森での平和な一日を切り裂くような、遠くから聞こえる轟音。そして魔力の波動。

朝食もそこそこに、現場へ向かう事になった。

もしかしたら、モンスターに誰かが襲われているのかも知れない。猛ダッシュで駆けつけてみると、そこには透明の敵に襲われている女の子がいた。

 

 

(透明化………種族はナーガ辺りか……?)

 

 

自分には透明化や、不可視化など通用しない。《魔法的視力強化/透明看破》のパッシブスキルを持っており、隠密行動してくる相手とは非常に相性が良いのだ。

下半身は蛇、胸から上は老人のような醜悪なモンスターに、音も無く杖を振るう。

それほど力は入れずに殴ったつもりだったが、モンスターが激しく吹き飛び、血を撒き散らした。

それと同時に透明化が解け、その姿を露にする。

 

 

「な、なんじゃ、お前さんは?!何故、ワシのことがわかる!何故見える!」

 

 

その問いに答えようとした瞬間、目の奥で火花が散った―――――

そして、自分の意思とは裏腹な台詞が飛び出す。

 

 

「愚問だな―――――この身に不可視化や透明化などの小細工は通じんよ」

 

(ちょっと待て!何を気取った言い回しを………!)

 

 

 

 

 

《シリウスの火花Ⅴ》

銀河の鼓動に連動し、強化してくれる支援スキル。

膨大な貯蔵データ内の中から、その場に適した仕草や台詞をランダムで行う。

一定パターンを組んだ「なりきり」プレイなどにも使用出来る為、その汎用性は高い。

レベルの上昇と共に銀河の鼓動との連動力もUPしていく。

双方のスキルがカンストしているならば、隙のないプレイが約束されるだろう。

 

 

*シリウス

全天21の1等星の1つ。

太陽を除けば、地球上から見える最も明るい恒星。

ギリシャ語で「焼き焦がすもの」「光り輝くもの」を意味する。

 

 

 

 

 

■□■□■□■□■□

 

 

 

 

 

「―――――問おう、貴方が俺のマスターか?」

 

 

その言葉にラキュースの心臓が貫かれる。

言っている内容は分からない。ただ、背中を見せ、軽く振り向いた姿勢で言われた《それ》が、余りにも格好良かったのだ。ほんの少し、鼓動が早くなる。早く、なっていく。

 

 

「ふむ………まずは、怪我を治さなければな」

 

 

彼は近づいてくると、懐から赤い液体の入った瓶を取り出し、それを飲ませてきた。

得体の知れない液体。
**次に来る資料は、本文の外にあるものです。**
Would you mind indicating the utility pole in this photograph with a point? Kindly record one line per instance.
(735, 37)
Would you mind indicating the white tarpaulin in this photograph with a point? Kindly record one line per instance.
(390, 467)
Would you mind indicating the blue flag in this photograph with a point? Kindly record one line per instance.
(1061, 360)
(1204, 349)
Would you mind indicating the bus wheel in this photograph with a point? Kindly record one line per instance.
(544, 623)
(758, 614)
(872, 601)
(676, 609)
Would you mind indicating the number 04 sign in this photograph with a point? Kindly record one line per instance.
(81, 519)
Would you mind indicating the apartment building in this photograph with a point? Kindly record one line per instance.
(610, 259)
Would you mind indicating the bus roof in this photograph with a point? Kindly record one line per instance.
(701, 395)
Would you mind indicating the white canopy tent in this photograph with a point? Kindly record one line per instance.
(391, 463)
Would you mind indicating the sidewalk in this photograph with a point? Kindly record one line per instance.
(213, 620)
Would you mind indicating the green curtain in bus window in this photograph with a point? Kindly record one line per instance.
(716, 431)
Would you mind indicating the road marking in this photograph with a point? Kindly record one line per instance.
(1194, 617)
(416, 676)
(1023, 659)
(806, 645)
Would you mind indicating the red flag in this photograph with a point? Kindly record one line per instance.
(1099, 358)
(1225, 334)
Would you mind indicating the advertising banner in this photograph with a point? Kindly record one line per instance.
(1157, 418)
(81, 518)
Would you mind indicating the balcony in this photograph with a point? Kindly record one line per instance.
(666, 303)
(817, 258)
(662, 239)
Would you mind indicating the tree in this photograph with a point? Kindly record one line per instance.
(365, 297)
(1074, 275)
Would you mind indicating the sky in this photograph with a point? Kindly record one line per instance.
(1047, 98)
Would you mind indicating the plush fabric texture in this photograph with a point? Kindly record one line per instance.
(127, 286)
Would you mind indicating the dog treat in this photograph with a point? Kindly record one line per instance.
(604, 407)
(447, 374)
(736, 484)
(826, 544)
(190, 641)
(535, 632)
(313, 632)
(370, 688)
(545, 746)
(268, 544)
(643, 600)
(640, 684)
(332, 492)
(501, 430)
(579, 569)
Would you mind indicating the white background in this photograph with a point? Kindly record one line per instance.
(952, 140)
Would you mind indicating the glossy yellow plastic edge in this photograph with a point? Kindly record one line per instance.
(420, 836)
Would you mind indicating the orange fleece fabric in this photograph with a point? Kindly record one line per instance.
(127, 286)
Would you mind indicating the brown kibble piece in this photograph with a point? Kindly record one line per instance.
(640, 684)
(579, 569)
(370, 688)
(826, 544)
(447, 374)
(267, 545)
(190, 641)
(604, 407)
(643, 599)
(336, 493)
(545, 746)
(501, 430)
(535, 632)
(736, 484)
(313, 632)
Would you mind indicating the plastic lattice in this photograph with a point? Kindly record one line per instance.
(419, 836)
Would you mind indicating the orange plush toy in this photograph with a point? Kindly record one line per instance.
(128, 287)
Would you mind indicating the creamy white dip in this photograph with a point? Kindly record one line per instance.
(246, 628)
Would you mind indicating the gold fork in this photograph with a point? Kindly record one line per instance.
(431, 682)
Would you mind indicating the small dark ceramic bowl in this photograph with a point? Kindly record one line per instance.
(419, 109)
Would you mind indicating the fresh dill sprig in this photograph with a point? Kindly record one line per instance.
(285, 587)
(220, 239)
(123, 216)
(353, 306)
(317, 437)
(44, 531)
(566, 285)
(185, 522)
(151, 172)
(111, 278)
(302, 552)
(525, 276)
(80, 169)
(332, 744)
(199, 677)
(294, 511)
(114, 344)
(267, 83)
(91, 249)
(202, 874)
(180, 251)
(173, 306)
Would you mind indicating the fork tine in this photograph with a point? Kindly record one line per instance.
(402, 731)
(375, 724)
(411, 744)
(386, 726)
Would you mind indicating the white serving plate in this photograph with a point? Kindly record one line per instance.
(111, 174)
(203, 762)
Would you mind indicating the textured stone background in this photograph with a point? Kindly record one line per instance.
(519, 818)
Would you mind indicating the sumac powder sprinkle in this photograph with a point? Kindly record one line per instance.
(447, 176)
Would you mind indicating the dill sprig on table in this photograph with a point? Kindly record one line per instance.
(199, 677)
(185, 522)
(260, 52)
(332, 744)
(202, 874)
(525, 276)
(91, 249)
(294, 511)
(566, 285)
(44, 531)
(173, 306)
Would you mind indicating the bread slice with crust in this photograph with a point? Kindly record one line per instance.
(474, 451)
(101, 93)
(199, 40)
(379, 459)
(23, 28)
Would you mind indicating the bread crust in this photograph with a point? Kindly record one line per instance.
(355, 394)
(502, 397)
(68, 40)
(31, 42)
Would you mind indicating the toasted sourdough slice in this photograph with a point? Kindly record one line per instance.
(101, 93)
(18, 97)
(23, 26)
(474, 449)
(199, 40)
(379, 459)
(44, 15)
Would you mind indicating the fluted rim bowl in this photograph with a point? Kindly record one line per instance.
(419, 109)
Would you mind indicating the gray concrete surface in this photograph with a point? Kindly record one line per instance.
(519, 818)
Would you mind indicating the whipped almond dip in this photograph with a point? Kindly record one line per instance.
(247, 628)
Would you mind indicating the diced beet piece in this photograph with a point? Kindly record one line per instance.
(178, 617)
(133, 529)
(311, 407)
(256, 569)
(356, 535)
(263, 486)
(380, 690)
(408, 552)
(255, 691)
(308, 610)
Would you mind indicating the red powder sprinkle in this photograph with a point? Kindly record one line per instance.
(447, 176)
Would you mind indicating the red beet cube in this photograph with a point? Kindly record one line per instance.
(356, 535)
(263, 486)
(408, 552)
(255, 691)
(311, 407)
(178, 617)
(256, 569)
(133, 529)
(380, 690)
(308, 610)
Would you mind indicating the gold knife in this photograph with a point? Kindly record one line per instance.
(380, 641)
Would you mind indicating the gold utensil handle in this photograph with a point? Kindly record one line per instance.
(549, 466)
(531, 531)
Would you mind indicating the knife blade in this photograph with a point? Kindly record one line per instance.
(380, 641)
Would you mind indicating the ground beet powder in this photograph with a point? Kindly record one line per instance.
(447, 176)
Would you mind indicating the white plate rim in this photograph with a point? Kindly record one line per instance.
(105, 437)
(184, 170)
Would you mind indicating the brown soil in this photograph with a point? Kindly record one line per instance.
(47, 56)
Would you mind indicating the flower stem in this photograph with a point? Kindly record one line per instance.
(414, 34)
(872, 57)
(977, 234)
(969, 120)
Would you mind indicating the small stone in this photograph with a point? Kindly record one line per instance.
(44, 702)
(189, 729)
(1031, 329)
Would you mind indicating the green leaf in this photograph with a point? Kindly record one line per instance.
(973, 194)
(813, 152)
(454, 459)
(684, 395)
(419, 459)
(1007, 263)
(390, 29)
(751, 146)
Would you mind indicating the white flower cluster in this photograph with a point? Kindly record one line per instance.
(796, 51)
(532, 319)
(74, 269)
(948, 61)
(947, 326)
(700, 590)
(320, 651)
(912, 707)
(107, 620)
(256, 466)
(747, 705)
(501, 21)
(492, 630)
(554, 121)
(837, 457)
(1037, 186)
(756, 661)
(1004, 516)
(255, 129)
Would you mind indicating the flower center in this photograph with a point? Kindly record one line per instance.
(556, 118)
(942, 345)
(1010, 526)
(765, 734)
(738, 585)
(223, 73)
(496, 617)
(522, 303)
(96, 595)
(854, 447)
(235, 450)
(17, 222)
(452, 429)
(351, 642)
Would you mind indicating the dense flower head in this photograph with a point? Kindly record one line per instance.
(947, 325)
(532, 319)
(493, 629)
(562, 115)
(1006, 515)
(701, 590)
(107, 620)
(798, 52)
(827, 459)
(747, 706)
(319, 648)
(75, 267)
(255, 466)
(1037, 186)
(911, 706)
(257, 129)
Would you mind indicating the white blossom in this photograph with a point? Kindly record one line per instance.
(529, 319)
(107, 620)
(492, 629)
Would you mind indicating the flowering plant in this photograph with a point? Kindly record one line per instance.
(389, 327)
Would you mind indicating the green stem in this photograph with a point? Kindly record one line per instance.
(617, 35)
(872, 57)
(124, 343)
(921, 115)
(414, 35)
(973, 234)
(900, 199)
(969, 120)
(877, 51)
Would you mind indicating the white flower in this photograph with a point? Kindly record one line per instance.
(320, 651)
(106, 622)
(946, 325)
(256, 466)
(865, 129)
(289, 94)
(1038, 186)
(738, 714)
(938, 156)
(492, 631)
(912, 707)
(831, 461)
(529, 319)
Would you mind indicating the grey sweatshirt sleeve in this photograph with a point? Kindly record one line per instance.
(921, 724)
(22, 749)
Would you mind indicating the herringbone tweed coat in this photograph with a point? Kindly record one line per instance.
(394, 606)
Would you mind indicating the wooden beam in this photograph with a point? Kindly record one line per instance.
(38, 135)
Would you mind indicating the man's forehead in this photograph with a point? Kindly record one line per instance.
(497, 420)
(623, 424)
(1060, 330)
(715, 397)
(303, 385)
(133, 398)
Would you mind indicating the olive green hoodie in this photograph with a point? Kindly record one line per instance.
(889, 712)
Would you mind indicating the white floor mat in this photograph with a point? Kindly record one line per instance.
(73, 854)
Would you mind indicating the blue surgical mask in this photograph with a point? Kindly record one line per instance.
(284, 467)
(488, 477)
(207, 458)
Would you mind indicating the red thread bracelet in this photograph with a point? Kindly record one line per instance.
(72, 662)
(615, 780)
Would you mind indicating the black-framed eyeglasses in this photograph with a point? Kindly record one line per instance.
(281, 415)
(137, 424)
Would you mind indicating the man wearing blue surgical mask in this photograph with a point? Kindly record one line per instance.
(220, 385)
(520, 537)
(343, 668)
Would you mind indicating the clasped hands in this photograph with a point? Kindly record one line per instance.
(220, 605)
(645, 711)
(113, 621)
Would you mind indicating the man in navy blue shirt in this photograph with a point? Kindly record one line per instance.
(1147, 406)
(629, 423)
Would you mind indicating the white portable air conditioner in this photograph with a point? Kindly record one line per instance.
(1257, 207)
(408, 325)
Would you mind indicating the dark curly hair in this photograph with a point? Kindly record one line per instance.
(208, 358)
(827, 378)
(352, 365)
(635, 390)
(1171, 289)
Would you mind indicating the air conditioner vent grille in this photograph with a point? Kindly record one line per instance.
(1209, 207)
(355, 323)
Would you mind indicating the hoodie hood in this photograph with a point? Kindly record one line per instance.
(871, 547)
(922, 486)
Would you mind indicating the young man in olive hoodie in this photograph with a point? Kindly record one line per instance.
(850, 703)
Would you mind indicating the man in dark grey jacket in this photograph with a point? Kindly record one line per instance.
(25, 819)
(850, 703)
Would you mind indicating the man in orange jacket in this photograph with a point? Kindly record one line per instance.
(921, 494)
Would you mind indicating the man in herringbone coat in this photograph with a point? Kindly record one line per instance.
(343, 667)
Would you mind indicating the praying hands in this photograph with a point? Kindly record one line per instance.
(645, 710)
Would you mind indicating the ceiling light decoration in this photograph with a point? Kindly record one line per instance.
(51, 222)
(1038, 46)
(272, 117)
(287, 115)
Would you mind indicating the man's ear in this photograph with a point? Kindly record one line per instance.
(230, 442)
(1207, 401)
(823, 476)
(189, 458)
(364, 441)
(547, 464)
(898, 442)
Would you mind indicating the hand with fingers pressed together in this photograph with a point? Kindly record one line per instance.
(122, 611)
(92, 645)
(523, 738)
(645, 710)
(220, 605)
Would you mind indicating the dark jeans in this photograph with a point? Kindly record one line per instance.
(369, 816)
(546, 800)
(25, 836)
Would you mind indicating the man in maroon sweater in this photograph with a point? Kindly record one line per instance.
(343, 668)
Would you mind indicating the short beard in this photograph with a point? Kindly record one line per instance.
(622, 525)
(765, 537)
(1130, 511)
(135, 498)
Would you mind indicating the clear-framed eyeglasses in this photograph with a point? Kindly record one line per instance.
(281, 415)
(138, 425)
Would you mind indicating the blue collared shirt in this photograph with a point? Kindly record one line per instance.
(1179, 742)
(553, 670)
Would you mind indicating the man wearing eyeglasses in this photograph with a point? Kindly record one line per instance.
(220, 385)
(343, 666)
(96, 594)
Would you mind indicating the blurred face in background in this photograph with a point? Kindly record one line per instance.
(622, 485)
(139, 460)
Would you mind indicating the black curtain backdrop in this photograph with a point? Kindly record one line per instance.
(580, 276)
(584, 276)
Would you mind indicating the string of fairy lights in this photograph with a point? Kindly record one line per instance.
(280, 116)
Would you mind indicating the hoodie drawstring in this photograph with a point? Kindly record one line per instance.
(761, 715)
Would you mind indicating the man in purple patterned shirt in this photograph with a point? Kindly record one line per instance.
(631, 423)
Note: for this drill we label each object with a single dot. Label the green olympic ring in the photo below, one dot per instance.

本来ならそんな物は絶対に口にしないだろう。

だが、自分を救ってくれた恩人である上に、これ程の颯爽とした男性から差し出された物が、妙な物だとはとても思えなかったのだ。

 

 

そして、奇跡が訪れる。

 

 

あれ程に深く刺された傷が、痛みが、一瞬で消えたのだ。

ありえない。ありえる筈がない。

どれだけ即効性の高いポーションであっても、これ程の傷を一瞬で治すなど………。

 

 

「―――――ッ!《麻痺治癒/キュア・パラライズ》」

 

 

考えるのを止め、まずは状態回復魔法を詠唱し、麻痺を取り除く。

今の液体が何であれ、そんな事は戦闘が終わった後で考えるべきだ。透明の敵だけでなく、吹き飛ばしたグの体も異様な程の早さで再生していっているのだから。

 

 

「ワ、ワシの透明化が見破られるなど……お主は何者じゃ?!」

 

「フン―――――卑劣な蛇に名乗る名など持ち合わせておらんよ」

 

「そ、それに何故、賢王が人間などに従っておる!一体、どういう事じゃ!」

 

「殿は某が忠誠を尽くす主人なのでござるよ!」

 

「ば、馬鹿な……!お主程の魔獣が人間に従うなど………!ワシらは森を分割し、それを統べておった王なのじゃぞ!人間に使役されるなど!」

 

「永遠に支配する側で居たかったか?―――――その理想を抱いて溺死しろ」

 

 

ヤバイ、ヤバイ!格好良い!この人、ヤバすぎる!

言う事の一つ一つがいちいち格好良い………!

彼が発言する度、心臓に甘い痛みがくる。その痛みは、決して嫌なものじゃない。

刺された傷は治ったというのに、むしろさっきより体が熱くなってきてる……。

 

 

「さて、時間が惜しい。ハムスケ、そいつを任せる」

 

「了解したでござる!殿の一撃で弱ってるようでござるなぁ……悪いけど一撃でござるよ!」

 

 

途方も無い大魔獣が蛇のモンスターへ飛び掛り、暴力そのものである巨大な爪を振り下ろす。醜悪な蛇のモンスターが真っ二つに断ち切られ、噴水のように血を噴き上げた。

 

何という強力な大魔獣だろうか……!

これが、これが………かの森の賢王……?!

私の見通しすら甘かったと言わざるを得ない……。

 

これと戦うならば、イビルアイも含めた総出でなければとても倒せないだろう。

自分達が居なければ、国が総力をあげて討伐軍を組まなければどうにもならないレベルである。

 

 

だが、さっきのグと言うトロールもまた、別格だ。

あれ程の再生能力を持った個体は見た事も聞いた事もない。近隣の街から魔法詠唱者を掻き集め、朝から晩まで継続的にダメージを与え続けなければ滅ぼせないだろう。

 

 

「待って下さい……そこのトロールは異常個体です! すぐに近隣から魔法詠唱者を集めてきますので、どうかそれまでの間、この場でその個体を抑え込んで貰えないでしょうか!」

 

 

そう言っている間にも吹き飛んだグの体は巻き戻るように再生され、もうじき動き出す気配を見せていた。危険だ、余りにもこの個体は危険すぎる。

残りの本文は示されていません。